Kepala BKF Suahasil Nazara menyebutkan risiko depresiasi kurs terbesar yang berpengaruh terhadap Anggaran dan Pendapatan Belanja Negara (APBN) adalah membengkaknya beban bunga utang yang harus dibayar pemerintah. "Tapi ada kompensasi dari peningkatan PNBP (penerimaan negara bukan pajak) royalti migas, karena harga acuan menggunakan dolar AS. Walaupun harga minyak anjlok," jelasnya.
Menurut Suahasil meski kurs saat ini merupakan yang terlemah sejak krisis 1998, yang sempat menyentuh level Rp 16 ribu per dolar, tetapi indikator makroekonomi yang lain dinilai masih positif. Hal ini yang menggambarkan perbedaan karakteristik ekonomi nasional saat ini yang jauh lebih baik dibandingkan dengan kondisi krisis moneter 1998.
"Waktu krisis 1997-1998 itu pertumbuhan ekonomi kita minus 13 persen, sedangkan sekarang masih tumbuh 4,7 persen. Lalu inflasi dulu itu 60 persen, sekarang masih 2 persen. Kalau kurs Rp 14 ribu itu kan angka, bukan level dalam persentase," tuturnya. Namun, Suahasil mengakui kalau pasar keuangan saat ini tengah bergejolak sehingga berimplikasi terhadap nilai tukar rupiah. Bank Indonesia, kata Suahasil, merupakan pihak yang paling bertanggungjawab terhadap stabilisasi nilai tukar.

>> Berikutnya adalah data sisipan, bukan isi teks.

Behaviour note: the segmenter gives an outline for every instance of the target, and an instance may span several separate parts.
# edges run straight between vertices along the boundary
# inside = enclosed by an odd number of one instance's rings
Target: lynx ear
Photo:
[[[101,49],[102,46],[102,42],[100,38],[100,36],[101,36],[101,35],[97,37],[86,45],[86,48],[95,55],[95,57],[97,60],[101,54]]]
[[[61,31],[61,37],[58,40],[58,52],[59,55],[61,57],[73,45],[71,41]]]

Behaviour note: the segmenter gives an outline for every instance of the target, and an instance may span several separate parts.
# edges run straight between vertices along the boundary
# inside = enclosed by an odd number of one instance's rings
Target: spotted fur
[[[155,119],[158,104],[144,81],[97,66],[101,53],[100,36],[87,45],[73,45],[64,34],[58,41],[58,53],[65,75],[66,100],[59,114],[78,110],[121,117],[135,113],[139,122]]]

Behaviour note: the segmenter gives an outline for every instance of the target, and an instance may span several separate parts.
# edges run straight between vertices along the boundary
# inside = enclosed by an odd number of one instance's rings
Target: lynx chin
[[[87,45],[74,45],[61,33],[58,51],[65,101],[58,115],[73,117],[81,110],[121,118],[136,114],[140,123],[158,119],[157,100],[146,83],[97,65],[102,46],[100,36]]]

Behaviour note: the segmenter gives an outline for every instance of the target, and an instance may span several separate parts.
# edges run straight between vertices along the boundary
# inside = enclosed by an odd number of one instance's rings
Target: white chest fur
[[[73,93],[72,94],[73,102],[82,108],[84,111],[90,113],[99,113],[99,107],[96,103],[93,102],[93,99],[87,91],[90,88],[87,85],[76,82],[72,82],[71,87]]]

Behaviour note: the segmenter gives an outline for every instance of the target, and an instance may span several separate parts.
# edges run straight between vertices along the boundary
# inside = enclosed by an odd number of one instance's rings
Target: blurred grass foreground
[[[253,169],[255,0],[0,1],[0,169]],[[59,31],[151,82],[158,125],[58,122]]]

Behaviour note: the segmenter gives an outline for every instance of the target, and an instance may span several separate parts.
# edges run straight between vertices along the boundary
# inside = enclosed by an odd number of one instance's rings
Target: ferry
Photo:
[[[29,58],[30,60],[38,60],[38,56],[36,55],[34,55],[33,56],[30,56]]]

"Gejolak pasar memang terjadi, tapi kami waspadai risikonya. Dari fiskal yang bisa kami lakukan adalah mempercepat penyerapan anggaran dan melakukan buyback obligasi jika pasarnya terganggu," tuturnya. Untuk menstabilkan pasar obligasi, Suahasil mengatakan pemerintah telah menyiapkan mengalokasikan sejumlah dana untuk membeli kembali surat utang negara (SUN) yang dilepas oleh investor. Apabila tidak cukup, ada skema Bond Stabilization Fund (BSF) yang bisa dimanfaatkan jika sewaktu-waktu dibutuhkan.
"Intinya kalau dari kami uang negara mesti dibelanjakan. Presiden sudah ketemu dengan bupati dan kepala daerah untuk mempercepat penyerapan APBD," tuturnya. Dalam Laporan Keuangan Pemerintah Semester I 2015, lanjut Suahasil, pemerintah telah membuat proyeksi dolar terkini yakni sekitar Rp 13.200 atau lebih tinggi dari target Rp 12.500 di APBNP 2015. Sementara untuk tahun depan, nilai tukar rupiah diprediksi berada pada kisaran Rp 13.400 per dolar.